My children are 11 and 14 years old. Our 11 year old son, Brad, does not remember a time without Alzheimer’s Disease reeking havoc on our family. Even though we may still have a much longer and harder road ahead of us, it breaks my heart that he can’t remember the wonderful father Jim was. He doesn’t recall the countless hours of Jim sitting with him reading books and playing Legos and going for walks and bike rides and playing in the yard and working together on some project around the house. Our 14 year old daughter, Frances, has sporadic memories, but they seem to fade more and more. There are times she can picture in her gifted mind the love they shared and the special moments spent together. They were very close.

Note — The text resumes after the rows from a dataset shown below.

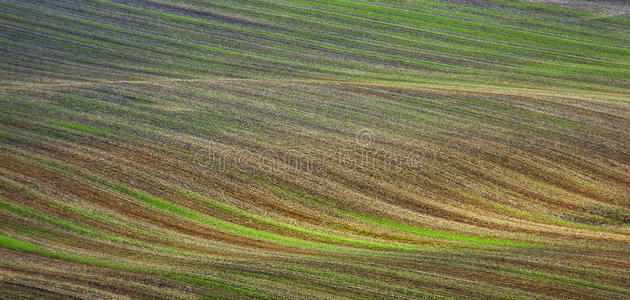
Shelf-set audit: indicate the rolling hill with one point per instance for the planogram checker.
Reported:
(314, 149)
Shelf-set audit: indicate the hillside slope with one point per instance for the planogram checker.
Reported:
(313, 149)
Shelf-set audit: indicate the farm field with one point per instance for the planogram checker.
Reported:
(314, 149)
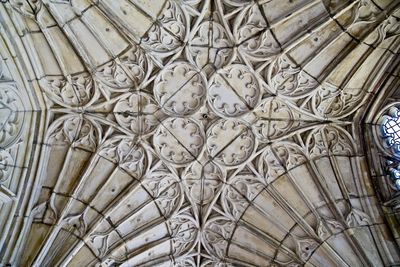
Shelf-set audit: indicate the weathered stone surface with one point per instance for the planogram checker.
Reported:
(196, 132)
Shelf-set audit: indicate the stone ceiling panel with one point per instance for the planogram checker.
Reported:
(196, 133)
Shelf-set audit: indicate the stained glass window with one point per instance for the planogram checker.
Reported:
(391, 133)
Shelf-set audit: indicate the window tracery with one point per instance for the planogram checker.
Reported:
(390, 124)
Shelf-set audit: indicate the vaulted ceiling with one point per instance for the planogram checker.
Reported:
(193, 133)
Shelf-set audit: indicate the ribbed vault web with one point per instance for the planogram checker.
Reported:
(191, 133)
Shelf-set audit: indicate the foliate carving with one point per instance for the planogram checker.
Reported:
(215, 50)
(357, 218)
(128, 71)
(185, 232)
(276, 119)
(269, 166)
(166, 191)
(329, 140)
(230, 142)
(216, 234)
(233, 202)
(77, 223)
(6, 165)
(305, 247)
(138, 112)
(288, 79)
(127, 153)
(76, 130)
(203, 182)
(180, 89)
(174, 20)
(205, 112)
(234, 91)
(290, 154)
(70, 91)
(179, 140)
(332, 101)
(11, 115)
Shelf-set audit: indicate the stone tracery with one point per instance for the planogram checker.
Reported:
(202, 133)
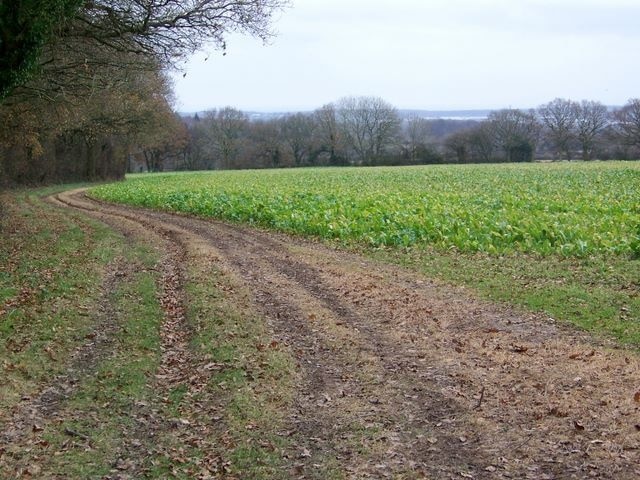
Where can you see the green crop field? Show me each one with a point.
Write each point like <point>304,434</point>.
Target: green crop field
<point>571,210</point>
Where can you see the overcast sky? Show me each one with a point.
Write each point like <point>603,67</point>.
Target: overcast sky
<point>426,54</point>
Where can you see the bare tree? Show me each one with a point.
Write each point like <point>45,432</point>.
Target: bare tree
<point>297,134</point>
<point>417,134</point>
<point>328,134</point>
<point>225,129</point>
<point>369,125</point>
<point>592,118</point>
<point>558,118</point>
<point>516,133</point>
<point>628,122</point>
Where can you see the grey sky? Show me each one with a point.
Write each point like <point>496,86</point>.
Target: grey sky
<point>429,54</point>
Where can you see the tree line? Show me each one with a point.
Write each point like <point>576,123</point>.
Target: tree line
<point>370,131</point>
<point>83,83</point>
<point>84,95</point>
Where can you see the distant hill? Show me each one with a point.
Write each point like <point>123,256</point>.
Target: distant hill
<point>404,113</point>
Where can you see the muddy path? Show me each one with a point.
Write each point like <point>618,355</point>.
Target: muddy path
<point>443,385</point>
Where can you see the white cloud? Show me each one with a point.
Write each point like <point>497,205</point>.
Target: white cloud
<point>427,54</point>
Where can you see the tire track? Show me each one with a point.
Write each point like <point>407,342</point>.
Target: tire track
<point>402,377</point>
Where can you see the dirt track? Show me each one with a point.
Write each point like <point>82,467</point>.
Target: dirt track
<point>452,386</point>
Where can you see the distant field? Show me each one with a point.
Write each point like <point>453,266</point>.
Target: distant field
<point>572,210</point>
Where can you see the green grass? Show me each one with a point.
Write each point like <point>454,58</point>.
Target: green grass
<point>563,209</point>
<point>52,267</point>
<point>558,238</point>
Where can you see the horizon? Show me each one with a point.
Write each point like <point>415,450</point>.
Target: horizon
<point>438,55</point>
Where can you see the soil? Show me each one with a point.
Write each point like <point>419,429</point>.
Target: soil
<point>449,386</point>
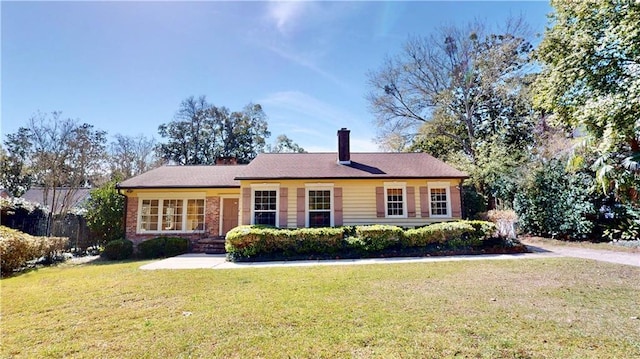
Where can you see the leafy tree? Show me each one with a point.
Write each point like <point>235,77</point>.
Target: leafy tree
<point>132,155</point>
<point>105,213</point>
<point>285,144</point>
<point>590,81</point>
<point>59,153</point>
<point>201,132</point>
<point>556,203</point>
<point>14,172</point>
<point>461,84</point>
<point>461,95</point>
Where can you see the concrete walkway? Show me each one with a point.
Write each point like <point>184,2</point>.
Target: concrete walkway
<point>218,261</point>
<point>632,259</point>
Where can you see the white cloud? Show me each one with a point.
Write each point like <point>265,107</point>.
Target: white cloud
<point>313,123</point>
<point>285,14</point>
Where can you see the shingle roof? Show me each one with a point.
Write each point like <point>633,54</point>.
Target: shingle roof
<point>186,177</point>
<point>363,165</point>
<point>71,198</point>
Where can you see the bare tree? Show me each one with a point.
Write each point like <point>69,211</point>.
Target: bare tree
<point>132,155</point>
<point>62,157</point>
<point>457,82</point>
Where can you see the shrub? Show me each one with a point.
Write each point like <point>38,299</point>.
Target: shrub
<point>105,211</point>
<point>377,237</point>
<point>505,221</point>
<point>556,203</point>
<point>161,247</point>
<point>118,249</point>
<point>152,248</point>
<point>482,229</point>
<point>16,248</point>
<point>175,246</point>
<point>248,241</point>
<point>437,233</point>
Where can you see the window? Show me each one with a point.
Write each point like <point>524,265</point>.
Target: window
<point>319,208</point>
<point>195,214</point>
<point>171,215</point>
<point>439,199</point>
<point>265,207</point>
<point>395,201</point>
<point>149,215</point>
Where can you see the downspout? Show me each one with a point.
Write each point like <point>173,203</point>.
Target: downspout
<point>124,213</point>
<point>462,211</point>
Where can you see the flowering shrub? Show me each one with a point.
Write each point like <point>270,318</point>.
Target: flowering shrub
<point>437,233</point>
<point>16,248</point>
<point>254,241</point>
<point>377,237</point>
<point>163,247</point>
<point>118,249</point>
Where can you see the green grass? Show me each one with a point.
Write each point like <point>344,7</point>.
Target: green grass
<point>540,308</point>
<point>580,244</point>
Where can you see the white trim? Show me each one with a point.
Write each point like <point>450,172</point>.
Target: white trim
<point>265,187</point>
<point>161,201</point>
<point>318,187</point>
<point>172,195</point>
<point>439,185</point>
<point>395,185</point>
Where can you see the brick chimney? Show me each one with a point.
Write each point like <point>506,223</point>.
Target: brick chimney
<point>226,161</point>
<point>344,154</point>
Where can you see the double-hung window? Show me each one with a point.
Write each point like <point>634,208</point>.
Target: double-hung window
<point>395,199</point>
<point>265,205</point>
<point>171,215</point>
<point>439,200</point>
<point>319,205</point>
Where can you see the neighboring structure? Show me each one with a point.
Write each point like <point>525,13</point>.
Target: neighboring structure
<point>65,198</point>
<point>292,190</point>
<point>4,193</point>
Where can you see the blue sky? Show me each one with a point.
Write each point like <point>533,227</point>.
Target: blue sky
<point>126,66</point>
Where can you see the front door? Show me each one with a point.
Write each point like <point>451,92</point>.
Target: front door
<point>229,214</point>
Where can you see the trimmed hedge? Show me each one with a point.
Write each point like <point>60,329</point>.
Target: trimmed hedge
<point>118,250</point>
<point>250,242</point>
<point>376,237</point>
<point>16,248</point>
<point>161,247</point>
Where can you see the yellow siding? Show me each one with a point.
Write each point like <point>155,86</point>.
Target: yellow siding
<point>359,200</point>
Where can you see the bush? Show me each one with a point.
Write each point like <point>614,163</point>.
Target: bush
<point>437,233</point>
<point>505,221</point>
<point>377,237</point>
<point>248,241</point>
<point>161,247</point>
<point>152,248</point>
<point>118,249</point>
<point>16,248</point>
<point>556,203</point>
<point>175,246</point>
<point>260,242</point>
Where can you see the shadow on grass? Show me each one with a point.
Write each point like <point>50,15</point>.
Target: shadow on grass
<point>536,249</point>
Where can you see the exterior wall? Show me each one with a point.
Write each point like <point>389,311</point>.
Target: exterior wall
<point>211,212</point>
<point>359,201</point>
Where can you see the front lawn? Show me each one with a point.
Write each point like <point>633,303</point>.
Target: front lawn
<point>555,307</point>
<point>624,246</point>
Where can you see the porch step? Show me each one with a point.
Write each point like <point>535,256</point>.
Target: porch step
<point>209,246</point>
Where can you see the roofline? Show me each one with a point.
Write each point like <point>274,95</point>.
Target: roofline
<point>347,177</point>
<point>160,187</point>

And it hurts. For us all. Not remembering hurts. Remembering hurts. Watching his decline hurts. It never ends and yet we are expected to continue on with our lives as if we are okay – as if we can sustain the heartache for an unyielding amount of time and emerge whole and unbroken. I am broken. I am never going to be whole again, and I have the constant worry that my children won’t be either. A piece of all of us is taken away each time Jim succumbs to another tangle blocking his abilities and taking another memory, another name he can’t find, another evening spent watching his family from the sidelines.
How can I survive this Hell? How can I keep my own sanity? It is a battle I fight each and every day. With no timeline and no roadmap, I will muddle along with the hopes of helping myself as I help others. I will take a page from my friend, Christy, and hope I survive long enough to take care of Jim and the kids.